ST. PETERSBURG — Taylor Walls ripped a bases-clearing triple into the right-center-field gap off a 97 mph fastball to break open a tie game in the fourth inning, lifting the Tampa Bay Rays to their seventh straight series win and improving their record to 30-15.

Walls, hitting ninth, jumped on the first pitch from Miami right-hander Eury Pérez with the bases loaded and two outs, turning a 2-1 deficit into a 4-2 Rays lead they would not relinquish. The shortstop carries a .387 career batting average with the bases loaded — 40 RBIs in 31 at-bats with a 1.100 OPS in those situations.

“Go tell [Rays manager Kevin] Cash to put me in at cleanup,” Walls said with a smile.

“I’ve been trying to be aggressive early to a certain spot,” Walls said. “I took one right down the middle in my first at-bat, and that kind of gave me the sights of where I needed to have it, especially early in the count. I just wanted to go up there being aggressive, and it was a pitch very identical [to the first at-bat].”
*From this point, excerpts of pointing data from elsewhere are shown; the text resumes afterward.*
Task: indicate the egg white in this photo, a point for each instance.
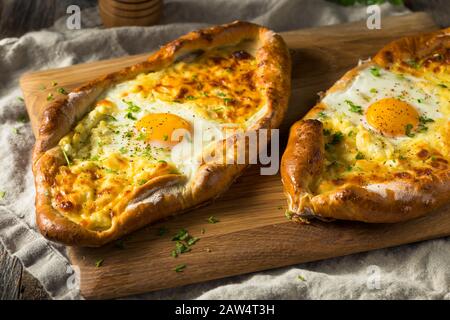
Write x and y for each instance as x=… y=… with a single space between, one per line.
x=367 y=88
x=121 y=136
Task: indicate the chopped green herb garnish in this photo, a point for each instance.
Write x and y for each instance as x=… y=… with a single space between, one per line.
x=109 y=170
x=228 y=100
x=375 y=72
x=181 y=235
x=180 y=248
x=213 y=219
x=120 y=244
x=99 y=263
x=353 y=107
x=192 y=241
x=322 y=115
x=110 y=118
x=408 y=129
x=162 y=231
x=424 y=119
x=66 y=157
x=413 y=64
x=337 y=137
x=23 y=118
x=131 y=106
x=62 y=91
x=180 y=268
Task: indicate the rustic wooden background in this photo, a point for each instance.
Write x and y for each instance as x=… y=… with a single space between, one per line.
x=20 y=16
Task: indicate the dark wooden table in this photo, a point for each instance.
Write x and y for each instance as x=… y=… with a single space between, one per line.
x=20 y=16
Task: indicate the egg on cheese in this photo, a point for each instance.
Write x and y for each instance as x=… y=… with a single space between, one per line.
x=145 y=127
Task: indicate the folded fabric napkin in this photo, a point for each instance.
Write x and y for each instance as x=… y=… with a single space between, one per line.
x=412 y=271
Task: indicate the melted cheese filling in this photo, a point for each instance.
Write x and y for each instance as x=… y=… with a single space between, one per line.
x=408 y=143
x=120 y=145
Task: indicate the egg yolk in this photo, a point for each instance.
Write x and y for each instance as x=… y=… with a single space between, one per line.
x=163 y=129
x=392 y=117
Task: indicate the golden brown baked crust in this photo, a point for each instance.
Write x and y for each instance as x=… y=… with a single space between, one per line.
x=409 y=194
x=168 y=194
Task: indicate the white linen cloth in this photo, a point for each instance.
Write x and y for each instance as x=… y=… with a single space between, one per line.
x=411 y=271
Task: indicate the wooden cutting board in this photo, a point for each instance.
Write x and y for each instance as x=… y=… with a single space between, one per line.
x=253 y=233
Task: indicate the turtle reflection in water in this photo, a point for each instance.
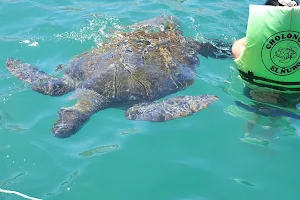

Rays manager Kevin Cash called the hit pivotal. “For Wallsy to find a gap up there and clear the bases, it was massive,” Cash said. “He wants to do well for every opportunity. He knows when he comes up in those situations, it’s huge to get that type of production, whether he’s hitting eighth or ninth. He has been having a lot of good at-bats here lately.”

Right-hander Drew Rasmussen (4-1) earned the victory, allowing two runs over 5 1/3 innings. “Taylor’s own awareness [offensively] has been incredible [lately],” Rasmussen said. “We usually talk about how great the defense is, but with what his bat has been doing, it has been a really fun couple of weeks to watch.”

Tampa Bay, now 16-5 at home this season, got solo home runs from Junior Caminero — a Statcast-projected 372-foot shot to left in the first inning — and Yandy Díaz, who launched a 426-foot blast to center. Caminero also drew a two-out bases-loaded walk off reliever Tyler Phillips in the sixth, pushing the lead to 6-2.

Miami applied pressure with 11 hits and five stolen bases but went just 3-for-11 with runners in scoring position. The Rays turned two double plays with runners aboard, and left-handed reliever Ian Seymour snuffed an eighth-inning rally by getting pinch-hitter Heriberto Hernández — who had hit a Statcast-projected 439-foot pinch-hit homer the previous game — on a bases-loaded liner to Walls at shortstop.

“Kind of a full-circle moment,” Seymour said of facing Hernández, a former Minor League teammate in the Rays’ system. “The goal is to win every series, and if you do that, you’re going to be in a great position to play meaningful baseball. It just seems like every day, we have each other’s backs. That gives you the freedom to go out there and be your best.”

Cash praised the club’s overall execution. “Those [double plays] were highlight-worthy,” Cash said. “I feel like we’re representing ourselves very, very well. We’re doing the little things right. The combination of the three guys kind of sitting in the middle [Caminero, Díaz, Jonathan Aranda], then all the traffic created around them allows us to score some runs. We’re a good team.”

Walls, for his part, credited a simple approach. “I feel like a lot of times, it’s easy to try to do too much or overdo things in those situations,” Walls said. “Most of the time, I’m trying to do less. I’m just trying to focus on … being aggressive to a pitch in a certain location, and that’s really it.”

The Rays continue their homestand with a new series beginning at Tropicana Field later this week.